I have to say, there’s a lot of talk about three-wheeled vehicles these days. With the Elio making news on a nearly daily basis, on top of Campagna’s T-REX, and now, with Polaris’ new Slingshot vehicle nearly ready to hit a highway near you, the design decision to reduce a vehicle’s wheel-count by one seems to be quite the attractive consideration.
While all of these sustainables are currently either designed, or built, in North America, the Japanese haven’t been lax when it comes to three-wheeling either. Honda launched the sale of its three-wheeled Gyro city car in 2011, mounting a 50cc ICE that delivers 100 MPG. However, the vehicle was immediately enhanced on paper when the company released a design concept that was clearly oriented to highway ‘driding’, rather than the current production vehicle’s more urban ‘people-mover’, focus.
Now, Toyota is about to join the fray. After several years worth of development, and a successful Japanese test program, Honda’s arch enemy is about to deliver a test fleet of its i-ROAD three-wheeled electric vehicles to Grenoble France, in order to see how the vehicle stacks up against the requirements of daily ‘drinding’ along mountainous country roads.
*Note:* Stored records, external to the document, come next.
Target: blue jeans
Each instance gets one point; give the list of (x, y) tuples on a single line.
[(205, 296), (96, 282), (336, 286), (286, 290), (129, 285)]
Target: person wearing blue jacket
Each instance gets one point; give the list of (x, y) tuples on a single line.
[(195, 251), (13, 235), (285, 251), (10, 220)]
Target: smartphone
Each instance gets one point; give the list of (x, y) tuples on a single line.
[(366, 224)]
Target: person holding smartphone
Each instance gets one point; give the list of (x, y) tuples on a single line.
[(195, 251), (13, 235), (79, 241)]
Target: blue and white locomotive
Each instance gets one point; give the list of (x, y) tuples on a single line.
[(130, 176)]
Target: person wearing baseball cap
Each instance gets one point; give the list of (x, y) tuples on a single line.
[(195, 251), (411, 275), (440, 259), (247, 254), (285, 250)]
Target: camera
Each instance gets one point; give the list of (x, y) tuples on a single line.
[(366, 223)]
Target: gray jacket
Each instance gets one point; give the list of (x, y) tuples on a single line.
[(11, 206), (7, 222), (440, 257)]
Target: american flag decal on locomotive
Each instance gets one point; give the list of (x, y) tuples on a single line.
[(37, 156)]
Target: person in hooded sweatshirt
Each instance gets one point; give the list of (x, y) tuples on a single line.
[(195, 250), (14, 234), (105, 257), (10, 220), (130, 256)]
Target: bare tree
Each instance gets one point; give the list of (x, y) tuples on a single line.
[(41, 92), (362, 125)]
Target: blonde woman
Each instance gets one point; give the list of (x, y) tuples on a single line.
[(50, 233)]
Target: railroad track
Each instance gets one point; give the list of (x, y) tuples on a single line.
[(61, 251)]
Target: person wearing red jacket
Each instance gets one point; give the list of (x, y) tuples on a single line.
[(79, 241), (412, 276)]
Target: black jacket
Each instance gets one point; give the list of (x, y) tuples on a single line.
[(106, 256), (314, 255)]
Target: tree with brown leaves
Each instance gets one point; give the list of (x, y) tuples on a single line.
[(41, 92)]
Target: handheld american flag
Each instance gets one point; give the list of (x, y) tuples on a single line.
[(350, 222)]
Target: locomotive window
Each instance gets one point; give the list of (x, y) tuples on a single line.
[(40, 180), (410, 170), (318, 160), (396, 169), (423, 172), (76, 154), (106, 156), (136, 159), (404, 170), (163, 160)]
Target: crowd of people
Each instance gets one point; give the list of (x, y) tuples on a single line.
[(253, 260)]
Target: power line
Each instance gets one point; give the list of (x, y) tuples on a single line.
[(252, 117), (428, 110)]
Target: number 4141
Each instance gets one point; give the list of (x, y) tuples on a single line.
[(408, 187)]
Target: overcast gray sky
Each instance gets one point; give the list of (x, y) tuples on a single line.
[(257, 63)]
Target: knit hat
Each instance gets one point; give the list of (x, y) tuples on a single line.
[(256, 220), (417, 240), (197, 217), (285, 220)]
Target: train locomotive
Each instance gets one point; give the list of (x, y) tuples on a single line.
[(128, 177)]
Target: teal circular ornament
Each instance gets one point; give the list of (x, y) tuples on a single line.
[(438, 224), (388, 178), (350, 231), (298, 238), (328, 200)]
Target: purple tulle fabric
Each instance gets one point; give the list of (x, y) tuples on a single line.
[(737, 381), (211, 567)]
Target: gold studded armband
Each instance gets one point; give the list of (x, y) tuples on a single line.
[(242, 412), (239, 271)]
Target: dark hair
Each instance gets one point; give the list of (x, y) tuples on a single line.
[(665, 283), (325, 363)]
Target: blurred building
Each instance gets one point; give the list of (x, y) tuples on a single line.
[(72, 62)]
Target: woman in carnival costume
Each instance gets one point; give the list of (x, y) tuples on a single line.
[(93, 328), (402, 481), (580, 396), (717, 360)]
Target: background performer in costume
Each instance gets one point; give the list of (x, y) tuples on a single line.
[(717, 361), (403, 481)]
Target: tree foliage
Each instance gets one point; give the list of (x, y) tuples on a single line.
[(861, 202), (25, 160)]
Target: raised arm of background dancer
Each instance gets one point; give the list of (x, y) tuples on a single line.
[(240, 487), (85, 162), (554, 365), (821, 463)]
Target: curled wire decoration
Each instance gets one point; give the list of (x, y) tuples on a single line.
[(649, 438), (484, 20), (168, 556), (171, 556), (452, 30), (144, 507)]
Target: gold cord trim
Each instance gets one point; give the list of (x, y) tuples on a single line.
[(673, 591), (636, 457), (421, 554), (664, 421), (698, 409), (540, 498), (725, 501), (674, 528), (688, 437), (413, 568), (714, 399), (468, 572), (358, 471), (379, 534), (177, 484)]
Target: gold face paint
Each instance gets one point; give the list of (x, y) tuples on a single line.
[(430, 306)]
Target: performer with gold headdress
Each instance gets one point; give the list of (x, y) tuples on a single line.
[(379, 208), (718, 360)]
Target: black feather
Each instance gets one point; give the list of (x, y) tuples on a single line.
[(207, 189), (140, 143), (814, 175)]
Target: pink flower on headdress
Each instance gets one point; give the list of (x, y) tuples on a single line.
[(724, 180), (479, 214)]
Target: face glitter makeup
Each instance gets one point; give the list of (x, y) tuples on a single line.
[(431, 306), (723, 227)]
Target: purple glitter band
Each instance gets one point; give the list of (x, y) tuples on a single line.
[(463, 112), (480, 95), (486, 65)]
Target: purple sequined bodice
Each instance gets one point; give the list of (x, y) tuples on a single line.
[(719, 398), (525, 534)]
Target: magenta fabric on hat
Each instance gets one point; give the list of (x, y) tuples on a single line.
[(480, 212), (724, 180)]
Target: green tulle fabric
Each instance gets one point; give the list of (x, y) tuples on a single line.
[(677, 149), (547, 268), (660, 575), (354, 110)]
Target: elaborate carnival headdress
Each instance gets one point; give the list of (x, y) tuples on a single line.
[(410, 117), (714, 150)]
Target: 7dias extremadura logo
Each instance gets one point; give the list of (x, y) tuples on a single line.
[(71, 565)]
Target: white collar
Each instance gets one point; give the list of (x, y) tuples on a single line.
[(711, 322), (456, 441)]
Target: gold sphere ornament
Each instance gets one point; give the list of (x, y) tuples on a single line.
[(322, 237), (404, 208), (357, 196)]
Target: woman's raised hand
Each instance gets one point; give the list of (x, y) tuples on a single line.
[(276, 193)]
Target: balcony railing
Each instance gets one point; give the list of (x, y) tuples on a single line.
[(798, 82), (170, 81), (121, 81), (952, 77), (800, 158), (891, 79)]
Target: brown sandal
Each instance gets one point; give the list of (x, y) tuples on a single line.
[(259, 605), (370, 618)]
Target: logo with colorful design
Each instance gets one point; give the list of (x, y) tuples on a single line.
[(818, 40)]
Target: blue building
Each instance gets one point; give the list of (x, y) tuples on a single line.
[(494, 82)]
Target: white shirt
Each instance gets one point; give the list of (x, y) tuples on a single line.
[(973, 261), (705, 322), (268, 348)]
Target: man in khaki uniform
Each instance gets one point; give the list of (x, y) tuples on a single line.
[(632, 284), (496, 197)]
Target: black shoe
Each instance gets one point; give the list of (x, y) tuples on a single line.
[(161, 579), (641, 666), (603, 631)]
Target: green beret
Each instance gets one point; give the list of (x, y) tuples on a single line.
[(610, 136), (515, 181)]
The Toyota program is currently slated for an October launch, in conjunction with Citelib’s car-sharing project, based on supporting and enhancing the city’s overall transit infrastructure. According to information provided by program’s managers the i-ROAD fleet will be equipped with IT access to Citelib’s information and mapping system via app or other mobile device. This direct access will, in turn, allow users to leverage real-time road directions and other travel information, along with reservation and rental-purchase of one of the vehicles prior to arriving at a public pickup or drop-off point.
Toyota is providing 70 i-ROADS that will be operated on a daily basis extending throughout a three year program cycle. France’s EDF electrical utility will supply up to 30 public electric car charging stations in order to complete the overall program’s business-value loop.